BACKGROUND: The mesolimbic reward system plays a critical role in modulating nociception; however, its underlying molecular, cellular, and neural circuitry mechanisms remain unknown.
METHODS: Chronic constrictive injury (CCI) of the sciatic nerve was used to model neuropathic pain. Projection-specific in vitro recordings in mouse brain slices and in vivo recordings from anesthetized animals were used to measure firing of dopaminergic neurons in the ventral tegmental area (VTA). The role of VTA-nucleus accumbens (NAc) circuitry in nociceptive regulation was assessed using optogenetic and pharmacological manipulations, and the underlying molecular mechanisms were investigated by Western blotting, enzyme-linked immunosorbent assays, and conditional knockdown techniques.

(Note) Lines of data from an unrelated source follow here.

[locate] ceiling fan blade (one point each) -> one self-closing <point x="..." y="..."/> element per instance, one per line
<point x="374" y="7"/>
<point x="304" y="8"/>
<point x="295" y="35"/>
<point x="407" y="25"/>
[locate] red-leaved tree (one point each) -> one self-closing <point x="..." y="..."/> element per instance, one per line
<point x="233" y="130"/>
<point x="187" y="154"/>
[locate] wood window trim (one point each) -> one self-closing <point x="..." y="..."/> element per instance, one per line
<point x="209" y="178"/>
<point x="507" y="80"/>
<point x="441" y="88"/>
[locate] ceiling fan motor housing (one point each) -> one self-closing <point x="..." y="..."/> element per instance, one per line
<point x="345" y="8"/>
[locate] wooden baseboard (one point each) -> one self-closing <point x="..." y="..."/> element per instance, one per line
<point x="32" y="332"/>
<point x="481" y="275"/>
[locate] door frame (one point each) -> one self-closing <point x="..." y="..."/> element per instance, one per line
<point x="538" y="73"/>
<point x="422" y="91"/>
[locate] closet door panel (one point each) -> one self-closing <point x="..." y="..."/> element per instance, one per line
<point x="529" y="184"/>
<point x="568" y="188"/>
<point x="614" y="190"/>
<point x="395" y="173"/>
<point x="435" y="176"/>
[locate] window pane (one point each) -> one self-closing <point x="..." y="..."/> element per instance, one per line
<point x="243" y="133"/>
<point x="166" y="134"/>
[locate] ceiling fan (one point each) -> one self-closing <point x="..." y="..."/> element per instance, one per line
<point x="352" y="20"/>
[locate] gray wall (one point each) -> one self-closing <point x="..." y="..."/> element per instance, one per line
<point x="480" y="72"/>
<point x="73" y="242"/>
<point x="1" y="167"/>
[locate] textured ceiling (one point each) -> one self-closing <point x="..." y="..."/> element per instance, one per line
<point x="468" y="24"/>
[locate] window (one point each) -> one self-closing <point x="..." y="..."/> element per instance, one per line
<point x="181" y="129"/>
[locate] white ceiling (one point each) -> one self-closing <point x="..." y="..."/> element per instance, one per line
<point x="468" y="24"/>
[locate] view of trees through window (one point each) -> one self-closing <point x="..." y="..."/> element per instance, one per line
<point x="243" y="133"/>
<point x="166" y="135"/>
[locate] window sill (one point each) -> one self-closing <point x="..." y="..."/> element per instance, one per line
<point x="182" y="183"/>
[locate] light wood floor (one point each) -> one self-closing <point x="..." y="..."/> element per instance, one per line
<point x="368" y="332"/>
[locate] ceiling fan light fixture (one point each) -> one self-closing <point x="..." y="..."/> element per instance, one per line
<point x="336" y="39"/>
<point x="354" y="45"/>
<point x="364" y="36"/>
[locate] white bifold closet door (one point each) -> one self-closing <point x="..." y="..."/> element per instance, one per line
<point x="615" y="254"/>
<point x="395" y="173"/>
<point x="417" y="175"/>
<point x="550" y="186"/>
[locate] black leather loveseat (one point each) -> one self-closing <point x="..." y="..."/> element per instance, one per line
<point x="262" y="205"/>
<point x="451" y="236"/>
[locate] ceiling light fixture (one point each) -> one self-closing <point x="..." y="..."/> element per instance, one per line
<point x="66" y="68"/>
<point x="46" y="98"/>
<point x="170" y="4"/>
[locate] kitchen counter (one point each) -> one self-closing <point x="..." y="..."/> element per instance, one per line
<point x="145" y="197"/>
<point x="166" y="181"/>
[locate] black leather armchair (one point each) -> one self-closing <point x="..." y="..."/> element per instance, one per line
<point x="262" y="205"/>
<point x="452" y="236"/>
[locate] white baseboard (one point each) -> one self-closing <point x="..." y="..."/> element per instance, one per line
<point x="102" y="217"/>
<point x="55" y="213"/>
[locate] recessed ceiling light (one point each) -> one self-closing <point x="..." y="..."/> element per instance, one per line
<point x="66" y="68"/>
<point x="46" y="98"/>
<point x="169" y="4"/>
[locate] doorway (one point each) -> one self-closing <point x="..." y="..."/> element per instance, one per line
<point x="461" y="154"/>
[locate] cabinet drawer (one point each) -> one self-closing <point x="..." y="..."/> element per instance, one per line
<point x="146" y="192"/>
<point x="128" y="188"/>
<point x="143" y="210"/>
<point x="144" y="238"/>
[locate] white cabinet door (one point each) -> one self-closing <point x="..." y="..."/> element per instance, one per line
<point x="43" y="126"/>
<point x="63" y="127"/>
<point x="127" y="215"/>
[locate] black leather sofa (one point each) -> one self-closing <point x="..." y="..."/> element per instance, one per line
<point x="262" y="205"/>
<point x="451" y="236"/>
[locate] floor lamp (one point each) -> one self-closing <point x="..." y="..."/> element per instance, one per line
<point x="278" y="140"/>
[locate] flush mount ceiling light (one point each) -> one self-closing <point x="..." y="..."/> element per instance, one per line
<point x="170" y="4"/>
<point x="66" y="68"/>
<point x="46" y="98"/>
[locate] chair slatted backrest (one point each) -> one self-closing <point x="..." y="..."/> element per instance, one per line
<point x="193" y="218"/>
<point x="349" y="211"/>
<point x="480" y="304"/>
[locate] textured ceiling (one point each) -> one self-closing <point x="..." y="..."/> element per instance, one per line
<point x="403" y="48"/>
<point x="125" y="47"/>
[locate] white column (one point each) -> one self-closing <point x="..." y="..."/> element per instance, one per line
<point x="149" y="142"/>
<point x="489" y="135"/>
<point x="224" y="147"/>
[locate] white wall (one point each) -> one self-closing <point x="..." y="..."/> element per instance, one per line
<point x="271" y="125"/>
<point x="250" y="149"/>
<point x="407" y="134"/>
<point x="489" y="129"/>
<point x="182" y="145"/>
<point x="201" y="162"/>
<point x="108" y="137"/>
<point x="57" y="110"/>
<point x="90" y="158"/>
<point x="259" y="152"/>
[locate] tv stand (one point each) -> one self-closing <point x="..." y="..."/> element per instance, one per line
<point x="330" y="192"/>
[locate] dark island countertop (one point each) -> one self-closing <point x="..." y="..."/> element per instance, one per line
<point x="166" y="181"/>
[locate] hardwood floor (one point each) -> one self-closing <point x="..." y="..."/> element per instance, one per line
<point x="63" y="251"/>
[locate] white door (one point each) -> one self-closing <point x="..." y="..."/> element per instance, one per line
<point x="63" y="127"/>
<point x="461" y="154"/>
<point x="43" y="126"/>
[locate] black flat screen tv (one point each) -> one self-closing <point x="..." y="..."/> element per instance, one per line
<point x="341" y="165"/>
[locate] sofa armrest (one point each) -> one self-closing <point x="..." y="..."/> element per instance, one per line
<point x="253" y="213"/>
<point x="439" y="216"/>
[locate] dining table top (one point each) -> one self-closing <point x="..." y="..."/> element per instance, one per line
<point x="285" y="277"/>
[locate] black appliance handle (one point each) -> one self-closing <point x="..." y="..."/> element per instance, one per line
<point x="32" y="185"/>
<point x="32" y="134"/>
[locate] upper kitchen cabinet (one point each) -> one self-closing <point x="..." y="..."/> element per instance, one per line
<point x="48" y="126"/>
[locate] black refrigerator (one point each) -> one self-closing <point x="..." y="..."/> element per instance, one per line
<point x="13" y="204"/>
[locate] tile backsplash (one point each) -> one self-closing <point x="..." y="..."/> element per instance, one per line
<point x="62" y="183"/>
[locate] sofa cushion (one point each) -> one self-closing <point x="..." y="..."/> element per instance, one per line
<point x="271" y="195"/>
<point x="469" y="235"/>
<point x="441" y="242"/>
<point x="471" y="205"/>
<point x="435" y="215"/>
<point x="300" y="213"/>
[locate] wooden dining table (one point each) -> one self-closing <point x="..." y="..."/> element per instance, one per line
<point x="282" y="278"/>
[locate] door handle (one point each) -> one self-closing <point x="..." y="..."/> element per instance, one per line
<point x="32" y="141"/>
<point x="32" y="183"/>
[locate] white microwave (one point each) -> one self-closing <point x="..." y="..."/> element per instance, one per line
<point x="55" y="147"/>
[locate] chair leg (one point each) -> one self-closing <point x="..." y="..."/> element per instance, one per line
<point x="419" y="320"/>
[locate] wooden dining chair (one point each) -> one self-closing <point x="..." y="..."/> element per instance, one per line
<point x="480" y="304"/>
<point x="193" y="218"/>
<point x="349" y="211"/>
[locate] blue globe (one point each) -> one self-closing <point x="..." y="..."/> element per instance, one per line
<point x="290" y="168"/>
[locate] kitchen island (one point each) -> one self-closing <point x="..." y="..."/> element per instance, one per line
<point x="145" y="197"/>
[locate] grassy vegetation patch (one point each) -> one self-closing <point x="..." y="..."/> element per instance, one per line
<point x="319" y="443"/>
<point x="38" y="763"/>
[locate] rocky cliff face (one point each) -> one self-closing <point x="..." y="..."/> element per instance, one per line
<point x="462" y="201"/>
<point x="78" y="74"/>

RESULTS: c-Fos expression in and firing of contralateral VTA-NAc dopaminergic neurons were elevated in CCI mice, and optogenetic inhibition of these neurons reversed CCI-induced thermal hyperalgesia. CCI increased the expression of brain-derived neurotrophic factor (BDNF) protein but not messenger RNA in the contralateral NAc. This increase was reversed by pharmacological inhibition of VTA dopaminergic neuron activity, which induced an antinociceptive effect that was neutralized by injecting exogenous BDNF into the NAc. Moreover, inhibition of BDNF synthesis in the VTA with anisomycin or selective knockdown of BDNF in the VTA-NAc pathway was antinociceptive in CCI mice.
CONCLUSIONS: These results reveal a novel mechanism of nociceptive modulation in the mesolimbic reward circuitry and provide new insight into the neural circuits involved in the processing of nociceptive information.